MiTek to Launch New Modular Construction Venture

MiTek Inc., a startup owned by Berkshire Hathaway, brings automation to the industry in its Modular Initiative with Danny Forster & Architecture Partnershi

Startup company MiTek Inc., owned by Berkshire Hathaway, recently announced its construction method would resemble car manufacturing. The company recently announced its Modular Initiative with Danny Forster & Architecture Partnership. The firm is taking steps to make modular construction a more accessible form of construction and to improve the process of installing the necessary utilities. 

MiTeck, a company with more than 6,000 employees, provides building components, construction software and other services like engineering. Plans to start work on its first projects will begin in early 2022 - requiring tens of millions of dollars worth of investment.

What is Modular Construction? 

As defined by the Modular Building Institute, modular construction is “a process in which a building is constructed off-site, under controlled plant conditions, using the same materials and designing to the same codes and standards as conventionally built facilities – but in about half the time. Buildings are produced in “modules” that, when put together on-site, reflect the identical design intent and specifications of the most sophisticated site-built facility – without compromise.”

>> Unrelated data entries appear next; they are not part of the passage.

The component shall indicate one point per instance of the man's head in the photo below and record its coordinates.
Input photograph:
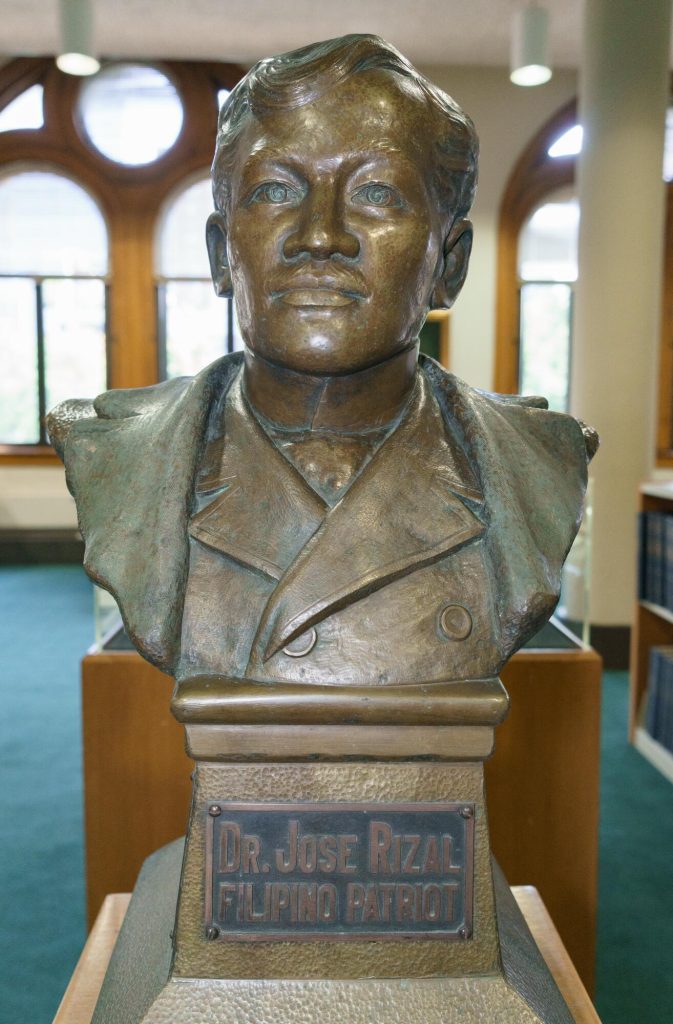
(342, 180)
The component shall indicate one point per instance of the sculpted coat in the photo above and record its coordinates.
(442, 558)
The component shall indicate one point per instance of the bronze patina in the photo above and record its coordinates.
(334, 547)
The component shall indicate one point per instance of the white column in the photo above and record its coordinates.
(623, 98)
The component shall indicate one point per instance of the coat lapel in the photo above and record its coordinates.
(259, 510)
(403, 512)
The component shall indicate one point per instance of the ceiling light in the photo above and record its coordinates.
(76, 55)
(529, 53)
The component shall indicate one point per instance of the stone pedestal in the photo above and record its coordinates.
(172, 965)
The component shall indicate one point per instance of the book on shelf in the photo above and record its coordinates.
(656, 558)
(659, 707)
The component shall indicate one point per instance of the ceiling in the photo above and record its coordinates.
(446, 32)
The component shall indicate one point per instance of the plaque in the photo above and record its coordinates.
(342, 870)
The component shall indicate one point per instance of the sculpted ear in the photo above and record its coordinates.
(456, 257)
(219, 266)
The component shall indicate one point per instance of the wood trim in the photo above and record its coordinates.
(664, 453)
(534, 176)
(28, 455)
(129, 198)
(443, 317)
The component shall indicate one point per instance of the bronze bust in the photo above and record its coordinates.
(334, 547)
(326, 508)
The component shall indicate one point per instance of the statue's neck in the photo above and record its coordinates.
(349, 403)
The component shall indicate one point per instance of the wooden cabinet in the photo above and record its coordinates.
(653, 627)
(542, 781)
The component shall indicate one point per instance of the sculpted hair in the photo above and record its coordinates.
(291, 80)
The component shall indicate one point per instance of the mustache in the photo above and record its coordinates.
(334, 279)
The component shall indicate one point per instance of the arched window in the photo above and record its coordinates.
(117, 147)
(546, 166)
(195, 326)
(53, 267)
(547, 271)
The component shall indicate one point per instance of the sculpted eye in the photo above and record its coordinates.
(275, 192)
(378, 195)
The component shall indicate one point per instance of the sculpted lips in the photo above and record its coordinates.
(319, 291)
(318, 297)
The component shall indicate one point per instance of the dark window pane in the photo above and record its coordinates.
(545, 342)
(74, 339)
(19, 418)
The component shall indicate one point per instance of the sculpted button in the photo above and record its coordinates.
(456, 622)
(301, 645)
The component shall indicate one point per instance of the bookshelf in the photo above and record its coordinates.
(653, 627)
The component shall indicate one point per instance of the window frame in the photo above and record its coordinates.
(535, 175)
(130, 199)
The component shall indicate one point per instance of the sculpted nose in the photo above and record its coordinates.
(321, 231)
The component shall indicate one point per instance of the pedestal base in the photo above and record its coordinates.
(138, 989)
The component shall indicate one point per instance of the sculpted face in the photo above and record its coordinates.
(334, 237)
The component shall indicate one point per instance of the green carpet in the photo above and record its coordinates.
(46, 616)
(46, 625)
(635, 890)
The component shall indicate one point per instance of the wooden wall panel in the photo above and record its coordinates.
(542, 782)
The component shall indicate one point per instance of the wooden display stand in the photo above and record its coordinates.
(82, 992)
(653, 626)
(542, 781)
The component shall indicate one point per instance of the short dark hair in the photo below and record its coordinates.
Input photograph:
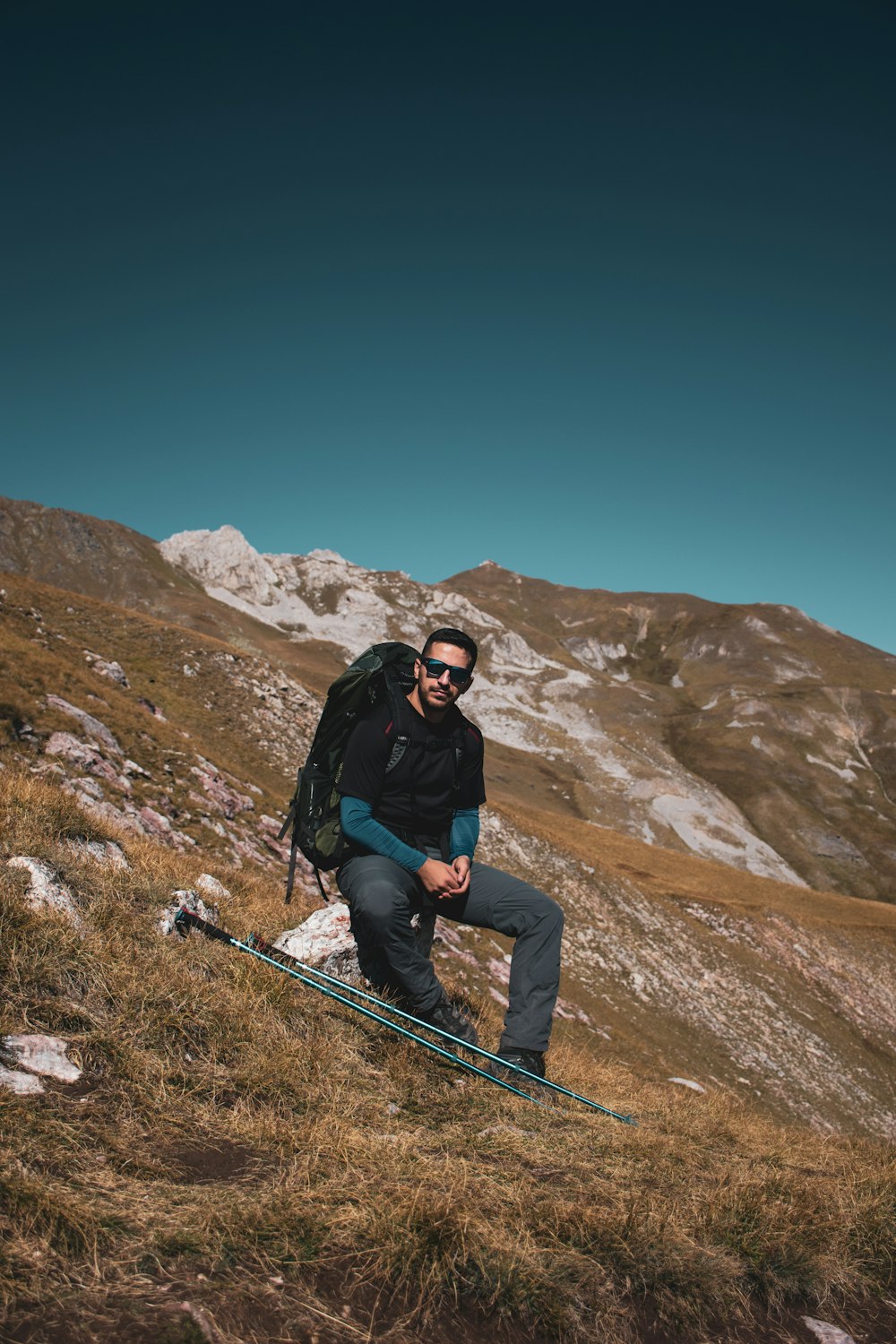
(457, 637)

This construction method is one of the various methods adopted for their sustainable attributes, as well as having the potential to be more cost-effective for most builds. The benefits of building with modular construction include:

  • Greater flexibility - can be easily disassembled and reused on other projects.
  • Less material waste - building in a factory creates a leaner, standardised construction process. 
  • Longevity - constructed with dry materials in a controlled environment to eliminate the trapping of moisture. 
  • Faster construction - the building and initial groundwork can be carried out simultaneously.
  • Reduced risk of delays - the speed of construction makes it easier to avoid delays caused by weather.
  • Built to code - modular construction follows building regulations.
  • Safer construction - the majority of construction is carried out in lower-risk environments. 
  • Better engineering - modular construction is easier to visualise with BIM.
  • Limitless design options - factories can construct to tighter specifications.

MiTek’s Modular Differentiation

Modular construction is no longer a ‘new’ method of building. But it still has widespread possibilities. MiTek plans to continue to push the boundaries of this by working with New York-based architect Danny Forster & Architecture.

The aim of this initiative is to create entire rooms for hotels, which can be stacked on-site to create the finished building. The company plans to address the issue of cost-efficiency with its plan, as this is something that modular builders have struggled with previously. The majority of the cost for these projects comes from transporting large building components, which requires specialist logistics services.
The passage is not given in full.